Fairview technical manager, Ashley How says while fire safety is a big issue, a potentially larger issue facing the cladding sector is “the rapid, and at times ‘knee jerk’ changes to regulation and compliance, making it difficult for parties to manage risk and compliance into the future”.
“Often ignored, the Shergold Weir report - a government commissioned investigation into broader compliance and enforcement problems within implementation of the NCC - identified a systemic breakdown of compliance and enforcement with the building code across the entire construction sector,” How says.
“Combustible cladding is really only a symptom of this greater issue, although it has typically been chosen as the scapegoat by the media.”
The Opal Tower put the spotlight on structural certification after it gripped headlines when cracks in a 10th-floor precast concrete panel appeared and loud noises were reported on Christmas Eve in 2018. This triggered the evacuation of residents from the 392 apartments in the Sydney Olympic Park building. The final report indicated the building was “overall structurally sound” and uncovered multiple structural issues in the hob beam/panel assembly, grouting and construction and material deficiencies, raising questions regarding how the building was ever approved.
The incident highlighted ongoing industry issues and will see a greater emphasis on structural certification, says Kim Roughan, national marketing manager, CSR Cemintel.
Although the façade material is not a structural element of the wall, the incident does bring attention to the importance of a structural engineer, and ensuring decisions made after the initial design are properly checked and certified.
What about green walls and facades?
The “greening” of entire cities is a phenomenon that architects cannot afford to ignore. Many commercial buildings are opting for green walls and facades to create a desirable aesthetic and provide a visual demonstration of a company’s commitment to sustainability. Green walls and facades can offer thermal influence benefits by reducing the building’s temperature and air conditioning costs, lessening reflective light and heat and offering acoustic insulation.
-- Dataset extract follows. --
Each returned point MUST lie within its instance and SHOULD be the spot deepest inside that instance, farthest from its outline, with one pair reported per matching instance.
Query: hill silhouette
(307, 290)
“Some studies have reported that plants in and on buildings have improved task performance and mood states,” says Fraser Torpy, senior lecturer for School of Life Sciences, University of Technology, Sydney.
“Other studies have found that the plants could promote human creativity and increase the comfort and attractiveness of the built environment, while at the same time decreasing worker distractions.”
Although plants and greenery are often seen as fuel for fire, European studies have indicated vertical gardens and green walls can be quite fire safe, provided they are well-maintained. The fire risk can be significantly reduced through a working irrigation system, regular maintenance and keeping fire hazards such as electrical appliances and wires away from the wall. This is compounded by using low combustible materials through a fire-tested green wall or fire-safe materials. Soil can also help dampen the area, along with and opting for plants which hold water in their leaves.
Another key consideration is the weight loading of a green façade. The advice of a structural engineer will ensure a comprehensive design based on the building’s construction, condition and weight loading capacity. The building structure must be able to support the dead, live and transient load. It’s important to consider the weight of the plants at their maturity.